Dr. Janina Nentwig

VORTRAG AM MONTAG, 11/02/2019

Dr. Janina Nentwig, Berlin, spricht über:

„Zwischen Enthusiasmus und Bratkartoffeln“
Die Novembergruppe und der Kunstmarkt 1919–1932

Datum: 11/02/2019, 18:15 Uhr
Ort: Raum A 111, Architekturgebäude der TU, Straße des 17. Juni 150/152, 10623 Berlin

Im Anschluss an den Vortrag laden wir herzlich zu einem Umtrunk ein.

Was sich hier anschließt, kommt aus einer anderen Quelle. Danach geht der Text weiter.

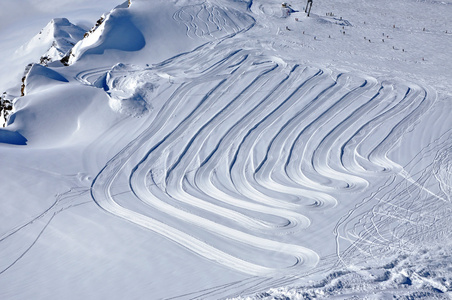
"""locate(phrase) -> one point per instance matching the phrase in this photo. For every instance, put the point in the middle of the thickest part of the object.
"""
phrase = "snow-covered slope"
(211, 149)
(54, 41)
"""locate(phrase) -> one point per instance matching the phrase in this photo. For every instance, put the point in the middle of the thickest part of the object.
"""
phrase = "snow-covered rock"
(53, 42)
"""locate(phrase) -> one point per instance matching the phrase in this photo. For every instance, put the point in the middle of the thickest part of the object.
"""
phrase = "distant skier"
(308, 7)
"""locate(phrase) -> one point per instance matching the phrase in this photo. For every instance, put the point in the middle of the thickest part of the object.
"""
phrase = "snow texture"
(219, 149)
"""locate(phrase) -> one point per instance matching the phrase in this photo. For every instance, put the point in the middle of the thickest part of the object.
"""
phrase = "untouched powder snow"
(232, 149)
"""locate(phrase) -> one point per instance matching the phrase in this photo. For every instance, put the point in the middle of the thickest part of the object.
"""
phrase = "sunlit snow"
(188, 149)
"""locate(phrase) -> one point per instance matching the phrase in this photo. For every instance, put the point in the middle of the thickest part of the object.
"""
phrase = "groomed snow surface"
(219, 149)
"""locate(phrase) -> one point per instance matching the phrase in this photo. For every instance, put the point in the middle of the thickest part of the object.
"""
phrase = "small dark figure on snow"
(308, 7)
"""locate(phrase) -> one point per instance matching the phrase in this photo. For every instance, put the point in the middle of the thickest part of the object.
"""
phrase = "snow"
(228, 149)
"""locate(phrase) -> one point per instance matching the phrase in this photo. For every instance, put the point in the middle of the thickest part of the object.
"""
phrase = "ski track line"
(249, 158)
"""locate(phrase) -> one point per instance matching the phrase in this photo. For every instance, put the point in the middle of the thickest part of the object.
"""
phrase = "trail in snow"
(242, 164)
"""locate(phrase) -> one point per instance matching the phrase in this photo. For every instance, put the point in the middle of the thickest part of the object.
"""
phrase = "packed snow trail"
(242, 164)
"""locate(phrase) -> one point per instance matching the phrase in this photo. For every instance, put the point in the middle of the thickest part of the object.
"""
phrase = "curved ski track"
(240, 149)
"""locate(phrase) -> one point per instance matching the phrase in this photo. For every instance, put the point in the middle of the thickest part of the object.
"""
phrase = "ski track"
(243, 147)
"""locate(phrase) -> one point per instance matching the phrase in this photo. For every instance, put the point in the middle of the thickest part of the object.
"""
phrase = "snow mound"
(54, 41)
(40, 78)
(117, 32)
(131, 90)
(157, 31)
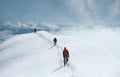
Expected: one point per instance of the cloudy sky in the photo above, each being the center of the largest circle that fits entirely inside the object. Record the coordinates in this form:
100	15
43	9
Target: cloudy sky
61	11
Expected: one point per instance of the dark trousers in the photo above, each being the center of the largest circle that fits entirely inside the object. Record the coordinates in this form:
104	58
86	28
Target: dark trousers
65	60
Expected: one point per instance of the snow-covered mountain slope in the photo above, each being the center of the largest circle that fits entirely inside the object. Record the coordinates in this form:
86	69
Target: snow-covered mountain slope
34	55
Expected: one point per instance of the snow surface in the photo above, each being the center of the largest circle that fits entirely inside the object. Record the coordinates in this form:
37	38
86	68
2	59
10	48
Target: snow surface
92	54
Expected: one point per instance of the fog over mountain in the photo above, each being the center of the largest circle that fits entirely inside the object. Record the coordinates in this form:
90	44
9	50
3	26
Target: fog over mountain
20	16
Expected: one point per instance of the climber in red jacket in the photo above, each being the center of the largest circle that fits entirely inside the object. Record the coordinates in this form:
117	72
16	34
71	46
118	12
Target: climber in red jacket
65	55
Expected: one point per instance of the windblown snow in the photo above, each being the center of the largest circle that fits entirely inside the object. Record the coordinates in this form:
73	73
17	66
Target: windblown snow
92	54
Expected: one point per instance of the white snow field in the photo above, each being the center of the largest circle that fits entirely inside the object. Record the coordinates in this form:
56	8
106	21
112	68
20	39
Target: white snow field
92	54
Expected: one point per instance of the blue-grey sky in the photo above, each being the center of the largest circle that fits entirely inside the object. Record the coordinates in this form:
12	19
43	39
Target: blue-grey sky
61	11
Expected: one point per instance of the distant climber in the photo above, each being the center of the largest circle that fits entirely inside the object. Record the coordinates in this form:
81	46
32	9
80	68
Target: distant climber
55	40
65	55
35	29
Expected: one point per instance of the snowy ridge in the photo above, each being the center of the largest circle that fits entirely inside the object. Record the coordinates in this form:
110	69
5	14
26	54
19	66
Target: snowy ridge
33	55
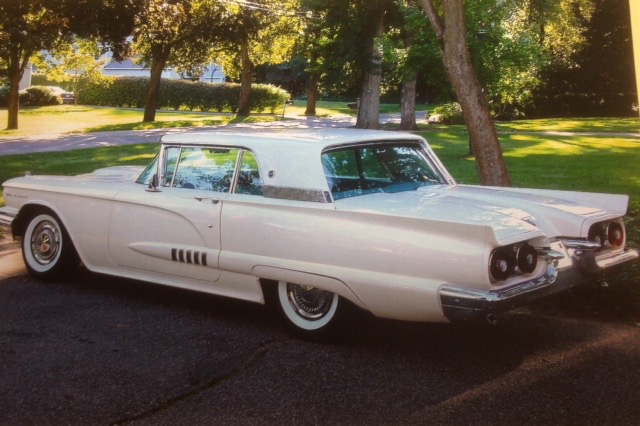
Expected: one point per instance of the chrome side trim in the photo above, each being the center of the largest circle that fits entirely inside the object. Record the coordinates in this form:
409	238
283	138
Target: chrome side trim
7	215
296	194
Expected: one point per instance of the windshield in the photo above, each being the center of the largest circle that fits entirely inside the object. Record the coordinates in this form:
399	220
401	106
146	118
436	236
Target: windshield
152	168
360	170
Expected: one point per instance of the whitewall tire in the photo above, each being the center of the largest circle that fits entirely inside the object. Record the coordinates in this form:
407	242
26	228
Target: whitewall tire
47	249
309	310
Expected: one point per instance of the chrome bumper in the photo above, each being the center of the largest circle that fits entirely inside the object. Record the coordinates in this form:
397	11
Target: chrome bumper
579	266
7	215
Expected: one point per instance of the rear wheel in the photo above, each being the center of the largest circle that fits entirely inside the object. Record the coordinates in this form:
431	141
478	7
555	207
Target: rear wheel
47	249
308	310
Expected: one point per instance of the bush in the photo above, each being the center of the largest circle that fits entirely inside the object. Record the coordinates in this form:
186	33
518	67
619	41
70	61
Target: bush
450	113
39	96
33	96
181	95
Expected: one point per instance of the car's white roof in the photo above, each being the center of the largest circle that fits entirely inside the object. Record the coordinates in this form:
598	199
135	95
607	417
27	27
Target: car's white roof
316	138
289	158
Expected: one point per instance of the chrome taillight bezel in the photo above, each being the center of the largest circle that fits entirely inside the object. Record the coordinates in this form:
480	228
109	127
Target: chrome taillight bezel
609	234
512	260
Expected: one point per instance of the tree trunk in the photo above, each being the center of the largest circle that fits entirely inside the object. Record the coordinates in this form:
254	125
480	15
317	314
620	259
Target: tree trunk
244	105
16	71
369	108
451	32
312	95
408	104
159	57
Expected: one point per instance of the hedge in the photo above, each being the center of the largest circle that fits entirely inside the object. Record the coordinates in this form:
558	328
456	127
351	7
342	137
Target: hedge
180	95
33	96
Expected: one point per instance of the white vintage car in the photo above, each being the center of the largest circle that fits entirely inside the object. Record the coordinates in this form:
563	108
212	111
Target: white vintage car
312	221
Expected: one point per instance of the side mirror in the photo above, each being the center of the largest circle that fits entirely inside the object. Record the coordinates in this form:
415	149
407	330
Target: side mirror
154	184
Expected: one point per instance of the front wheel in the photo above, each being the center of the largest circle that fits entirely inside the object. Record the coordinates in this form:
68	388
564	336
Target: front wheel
47	249
311	311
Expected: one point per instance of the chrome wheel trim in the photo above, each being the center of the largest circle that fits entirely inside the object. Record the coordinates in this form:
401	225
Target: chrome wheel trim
307	307
43	243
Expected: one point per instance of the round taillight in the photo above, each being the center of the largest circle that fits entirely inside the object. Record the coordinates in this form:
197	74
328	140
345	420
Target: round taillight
615	234
527	258
598	234
501	265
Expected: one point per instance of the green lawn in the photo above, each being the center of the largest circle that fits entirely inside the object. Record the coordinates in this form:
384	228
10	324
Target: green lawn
82	119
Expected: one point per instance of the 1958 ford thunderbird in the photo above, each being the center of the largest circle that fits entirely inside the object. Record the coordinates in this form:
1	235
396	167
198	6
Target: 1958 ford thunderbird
313	221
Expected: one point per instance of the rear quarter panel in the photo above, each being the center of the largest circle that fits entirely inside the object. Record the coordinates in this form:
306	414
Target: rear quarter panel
389	265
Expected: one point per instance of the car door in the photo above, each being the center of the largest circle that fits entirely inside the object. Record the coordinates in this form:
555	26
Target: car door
175	229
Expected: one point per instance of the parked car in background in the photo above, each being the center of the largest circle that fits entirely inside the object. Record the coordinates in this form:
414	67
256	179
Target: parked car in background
67	97
314	221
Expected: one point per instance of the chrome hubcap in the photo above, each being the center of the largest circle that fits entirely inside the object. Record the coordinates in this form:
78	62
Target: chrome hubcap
45	242
309	302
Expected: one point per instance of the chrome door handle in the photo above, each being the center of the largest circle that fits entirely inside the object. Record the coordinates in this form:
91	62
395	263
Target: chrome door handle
213	199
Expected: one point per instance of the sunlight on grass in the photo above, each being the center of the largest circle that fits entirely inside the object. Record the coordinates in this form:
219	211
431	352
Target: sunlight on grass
68	119
609	125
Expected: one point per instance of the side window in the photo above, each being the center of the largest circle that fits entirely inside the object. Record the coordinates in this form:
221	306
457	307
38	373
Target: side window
207	169
249	177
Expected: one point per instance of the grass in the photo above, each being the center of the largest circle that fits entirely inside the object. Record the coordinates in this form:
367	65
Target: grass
80	119
328	109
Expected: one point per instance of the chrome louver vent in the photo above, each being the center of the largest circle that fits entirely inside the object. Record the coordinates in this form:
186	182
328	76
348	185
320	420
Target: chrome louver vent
189	256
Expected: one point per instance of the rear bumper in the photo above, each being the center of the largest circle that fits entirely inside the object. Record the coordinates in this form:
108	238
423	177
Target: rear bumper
7	215
577	267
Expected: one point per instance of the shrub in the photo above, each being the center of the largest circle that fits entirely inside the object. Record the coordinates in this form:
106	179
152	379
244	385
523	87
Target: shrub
181	95
33	96
39	96
450	113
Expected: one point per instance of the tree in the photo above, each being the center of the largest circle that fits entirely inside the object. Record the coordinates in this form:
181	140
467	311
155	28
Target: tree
596	79
450	28
175	32
27	27
257	33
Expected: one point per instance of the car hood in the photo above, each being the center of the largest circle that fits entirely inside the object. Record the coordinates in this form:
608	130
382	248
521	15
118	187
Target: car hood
509	212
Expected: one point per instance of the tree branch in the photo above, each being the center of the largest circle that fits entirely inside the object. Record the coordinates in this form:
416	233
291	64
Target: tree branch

Unbekannter Fotograf: Große Berliner Kunstausstellung 1928, Mitglieder der Hängekommission der Novembergruppe mit ihrem damaligen Geschäftsführer, dem Kunsthändler Hugo Graetz (2. von links), Berlinische Galerie © Berlinische Galerie

++Titel, Abstract und CV sind immer in der jeweiligen Vortragssprache wiedergegeben.++

Abstract: Gegründet in den Wirren der Novemberrevolution von 1918 prägte die Novembergruppe mit zahlreichen Ausstellungen, Konzerten, Film- und Tanzvorführungen das Kulturleben in Berlin während der Weimarer Republik. Erklärtes Ziel der multidisziplinären Vereinigung war dabei die „engste Vermischung von Volk und Kunst“. Von Beginn an schwor der Zusammenschluss seine Mitglieder auf die Kraft der Kunst ein, eine neue, demokratische Gesellschaft mitgestalten zu können. Dass insbesondere die Ausstellungen der Novembergruppe allesamt auch Verkaufsveranstaltungen waren, ist ein bislang kaum bekannter Aspekt dieser revolutionären Künstler*innengemeinschaft. Wie gestaltete sich das Agieren der Gruppe am Kunstmarkt? Mit welchen Kunsthändlern arbeitete sie zusammen? Und wie standen die Kunstschaffenden zu dem unausweichlichen Konflikt zwischen Idealismus und Existenzsicherung?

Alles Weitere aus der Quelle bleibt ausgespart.